Our struggle, again perhaps mostly in rural contexts, is that the perception both within and beyond the church is that things only have proper religious kudos if the Vicar or a member of the 'ordained class' are involved. It is this generation of ministers that will have to change this mindset and move people beyond a narrow understand of what both 'Church' and 'ministry are'.

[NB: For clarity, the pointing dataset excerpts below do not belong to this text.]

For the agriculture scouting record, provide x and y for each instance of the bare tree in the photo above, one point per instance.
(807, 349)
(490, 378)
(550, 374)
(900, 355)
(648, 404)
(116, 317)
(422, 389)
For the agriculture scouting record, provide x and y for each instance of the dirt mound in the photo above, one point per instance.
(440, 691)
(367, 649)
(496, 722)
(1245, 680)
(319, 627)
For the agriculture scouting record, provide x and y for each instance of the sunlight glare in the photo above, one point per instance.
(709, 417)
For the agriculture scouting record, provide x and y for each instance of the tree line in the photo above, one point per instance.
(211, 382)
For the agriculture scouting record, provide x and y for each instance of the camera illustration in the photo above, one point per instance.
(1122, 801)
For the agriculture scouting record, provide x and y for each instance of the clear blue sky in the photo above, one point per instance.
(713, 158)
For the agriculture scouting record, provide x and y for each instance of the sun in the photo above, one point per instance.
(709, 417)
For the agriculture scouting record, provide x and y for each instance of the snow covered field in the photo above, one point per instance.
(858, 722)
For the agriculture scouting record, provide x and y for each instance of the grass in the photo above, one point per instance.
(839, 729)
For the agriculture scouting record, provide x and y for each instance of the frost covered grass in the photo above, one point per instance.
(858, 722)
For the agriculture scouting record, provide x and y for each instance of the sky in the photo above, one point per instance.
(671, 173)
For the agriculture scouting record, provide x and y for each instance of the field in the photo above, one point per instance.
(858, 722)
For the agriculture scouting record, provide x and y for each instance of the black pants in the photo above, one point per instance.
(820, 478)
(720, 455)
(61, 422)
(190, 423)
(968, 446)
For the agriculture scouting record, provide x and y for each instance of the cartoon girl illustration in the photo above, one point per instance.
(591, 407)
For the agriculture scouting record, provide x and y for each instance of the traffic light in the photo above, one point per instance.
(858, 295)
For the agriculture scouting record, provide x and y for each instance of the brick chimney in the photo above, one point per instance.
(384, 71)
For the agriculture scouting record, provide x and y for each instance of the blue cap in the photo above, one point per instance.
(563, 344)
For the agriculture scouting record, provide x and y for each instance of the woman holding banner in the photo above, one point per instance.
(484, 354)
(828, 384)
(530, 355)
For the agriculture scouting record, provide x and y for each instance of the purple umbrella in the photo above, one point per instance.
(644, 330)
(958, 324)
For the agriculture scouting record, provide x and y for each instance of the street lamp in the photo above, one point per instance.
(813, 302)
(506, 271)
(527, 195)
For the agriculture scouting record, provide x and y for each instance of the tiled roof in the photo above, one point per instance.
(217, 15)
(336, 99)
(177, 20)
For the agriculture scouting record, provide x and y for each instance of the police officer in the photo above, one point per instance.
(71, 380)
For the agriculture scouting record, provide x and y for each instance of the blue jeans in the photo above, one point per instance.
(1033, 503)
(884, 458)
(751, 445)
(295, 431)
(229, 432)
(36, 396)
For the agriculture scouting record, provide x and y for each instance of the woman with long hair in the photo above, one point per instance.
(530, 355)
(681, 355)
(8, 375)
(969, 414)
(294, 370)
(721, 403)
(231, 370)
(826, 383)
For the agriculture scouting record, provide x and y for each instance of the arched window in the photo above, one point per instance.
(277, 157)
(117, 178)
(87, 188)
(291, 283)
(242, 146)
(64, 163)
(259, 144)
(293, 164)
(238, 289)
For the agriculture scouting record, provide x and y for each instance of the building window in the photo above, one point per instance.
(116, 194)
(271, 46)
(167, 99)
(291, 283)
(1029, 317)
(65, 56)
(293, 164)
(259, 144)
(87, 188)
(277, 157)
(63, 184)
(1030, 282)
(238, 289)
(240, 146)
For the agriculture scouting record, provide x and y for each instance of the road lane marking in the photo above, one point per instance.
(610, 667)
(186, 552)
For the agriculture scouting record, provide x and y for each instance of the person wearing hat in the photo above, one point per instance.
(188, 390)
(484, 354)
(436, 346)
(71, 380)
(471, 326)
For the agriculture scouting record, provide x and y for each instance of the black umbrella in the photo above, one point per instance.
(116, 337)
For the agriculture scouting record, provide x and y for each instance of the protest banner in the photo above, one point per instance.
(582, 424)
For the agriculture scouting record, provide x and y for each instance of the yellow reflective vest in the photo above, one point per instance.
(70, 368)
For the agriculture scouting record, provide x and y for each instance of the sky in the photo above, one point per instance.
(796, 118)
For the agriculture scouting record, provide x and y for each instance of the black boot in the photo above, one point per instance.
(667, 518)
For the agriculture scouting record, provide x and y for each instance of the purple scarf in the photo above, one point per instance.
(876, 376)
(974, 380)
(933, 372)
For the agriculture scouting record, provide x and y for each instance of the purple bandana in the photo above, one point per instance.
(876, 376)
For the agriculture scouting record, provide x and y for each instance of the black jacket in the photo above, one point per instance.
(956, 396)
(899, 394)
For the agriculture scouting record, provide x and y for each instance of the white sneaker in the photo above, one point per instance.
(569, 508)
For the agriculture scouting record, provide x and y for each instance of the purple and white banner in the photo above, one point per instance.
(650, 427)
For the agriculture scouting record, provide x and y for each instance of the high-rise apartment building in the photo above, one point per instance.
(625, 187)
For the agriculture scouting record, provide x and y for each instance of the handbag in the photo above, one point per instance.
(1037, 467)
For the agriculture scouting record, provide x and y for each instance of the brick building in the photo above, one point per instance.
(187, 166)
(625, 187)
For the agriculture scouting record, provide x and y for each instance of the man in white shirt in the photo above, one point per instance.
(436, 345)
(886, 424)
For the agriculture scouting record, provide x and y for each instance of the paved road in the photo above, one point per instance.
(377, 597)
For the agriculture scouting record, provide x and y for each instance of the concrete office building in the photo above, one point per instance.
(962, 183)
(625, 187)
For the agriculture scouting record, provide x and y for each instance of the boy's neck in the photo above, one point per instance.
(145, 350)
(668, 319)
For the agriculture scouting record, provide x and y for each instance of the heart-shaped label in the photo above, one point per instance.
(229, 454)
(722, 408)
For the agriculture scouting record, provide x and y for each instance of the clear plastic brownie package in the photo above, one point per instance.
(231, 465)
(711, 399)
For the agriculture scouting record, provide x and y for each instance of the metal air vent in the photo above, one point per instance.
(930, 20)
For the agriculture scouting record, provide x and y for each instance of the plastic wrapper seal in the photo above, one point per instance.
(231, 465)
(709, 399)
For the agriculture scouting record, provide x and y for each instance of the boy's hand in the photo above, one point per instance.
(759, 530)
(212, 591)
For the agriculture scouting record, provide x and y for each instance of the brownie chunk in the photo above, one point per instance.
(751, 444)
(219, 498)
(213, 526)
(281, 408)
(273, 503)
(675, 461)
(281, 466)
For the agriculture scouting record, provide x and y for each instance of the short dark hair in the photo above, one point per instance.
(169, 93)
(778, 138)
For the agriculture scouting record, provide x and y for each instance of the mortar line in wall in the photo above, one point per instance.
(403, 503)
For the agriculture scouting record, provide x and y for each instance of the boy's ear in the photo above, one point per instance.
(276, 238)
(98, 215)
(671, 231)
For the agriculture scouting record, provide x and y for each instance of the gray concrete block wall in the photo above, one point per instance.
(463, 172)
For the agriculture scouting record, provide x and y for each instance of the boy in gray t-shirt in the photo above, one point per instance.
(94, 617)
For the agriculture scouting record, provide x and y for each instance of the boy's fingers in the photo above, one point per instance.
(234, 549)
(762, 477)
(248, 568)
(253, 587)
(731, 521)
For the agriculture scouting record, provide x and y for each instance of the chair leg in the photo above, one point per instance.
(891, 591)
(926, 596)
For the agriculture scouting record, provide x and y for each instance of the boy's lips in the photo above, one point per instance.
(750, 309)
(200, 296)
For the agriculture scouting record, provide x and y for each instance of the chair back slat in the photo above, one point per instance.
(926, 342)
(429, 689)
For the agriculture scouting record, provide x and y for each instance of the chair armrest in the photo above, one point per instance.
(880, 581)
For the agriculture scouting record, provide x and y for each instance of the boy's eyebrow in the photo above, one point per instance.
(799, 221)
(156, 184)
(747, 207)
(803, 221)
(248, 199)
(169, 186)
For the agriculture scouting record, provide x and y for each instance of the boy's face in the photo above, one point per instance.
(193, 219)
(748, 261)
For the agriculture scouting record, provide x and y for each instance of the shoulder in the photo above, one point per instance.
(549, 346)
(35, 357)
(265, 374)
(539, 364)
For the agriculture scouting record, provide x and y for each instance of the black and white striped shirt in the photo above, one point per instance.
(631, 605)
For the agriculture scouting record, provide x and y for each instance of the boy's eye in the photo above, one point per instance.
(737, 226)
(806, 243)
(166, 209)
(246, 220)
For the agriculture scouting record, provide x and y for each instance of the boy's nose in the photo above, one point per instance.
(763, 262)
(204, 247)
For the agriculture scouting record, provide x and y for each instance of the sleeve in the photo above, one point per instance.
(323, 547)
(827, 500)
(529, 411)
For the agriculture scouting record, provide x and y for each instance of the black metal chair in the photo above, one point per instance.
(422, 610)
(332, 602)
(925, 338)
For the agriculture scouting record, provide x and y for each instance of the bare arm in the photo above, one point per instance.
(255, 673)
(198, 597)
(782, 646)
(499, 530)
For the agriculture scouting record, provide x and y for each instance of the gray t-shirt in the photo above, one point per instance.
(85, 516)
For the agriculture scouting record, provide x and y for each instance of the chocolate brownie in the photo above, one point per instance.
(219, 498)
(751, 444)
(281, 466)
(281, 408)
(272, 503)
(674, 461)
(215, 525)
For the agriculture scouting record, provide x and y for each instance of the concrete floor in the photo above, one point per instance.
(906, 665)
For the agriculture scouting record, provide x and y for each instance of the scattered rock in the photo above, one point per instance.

But it is so easy to fall into the trap of trying to live up to people's expectations - hence the title! I catch myself trying to do visiting which is more than adequately done my other members of the Parishes. I tend to take control over services where I could hand over much more of what goes on to other people in the local fellowship (though this is sometimes because those originally charged with certain tasks don't turn up...and even the most resilient worship leader can end up with trust issues having been let down a few times!). This model of ministry will be hard work initially, it involves training, resourcing, supporting people in their expressions of ministry, it involves letting go of some of the power that Clergy have had in the past, in involves taking risks as people discover their gifts, and discover what they're not gifted at (sometimes very publicly), it involves communication, organisation and even a level of conversion - to a new mindset and a new way of being Church. It's 'easier' for many ministers (including myself) to seek to prop up the failing models of ministry and to fall into a maintenance mode which actually is more like a downwards spiral; trying to live up to false expectations, trying to do work which others could do perfect well, trying to hold on to things 'as they were' and failing to move forward as the body of Christ in our shared calling and vocation.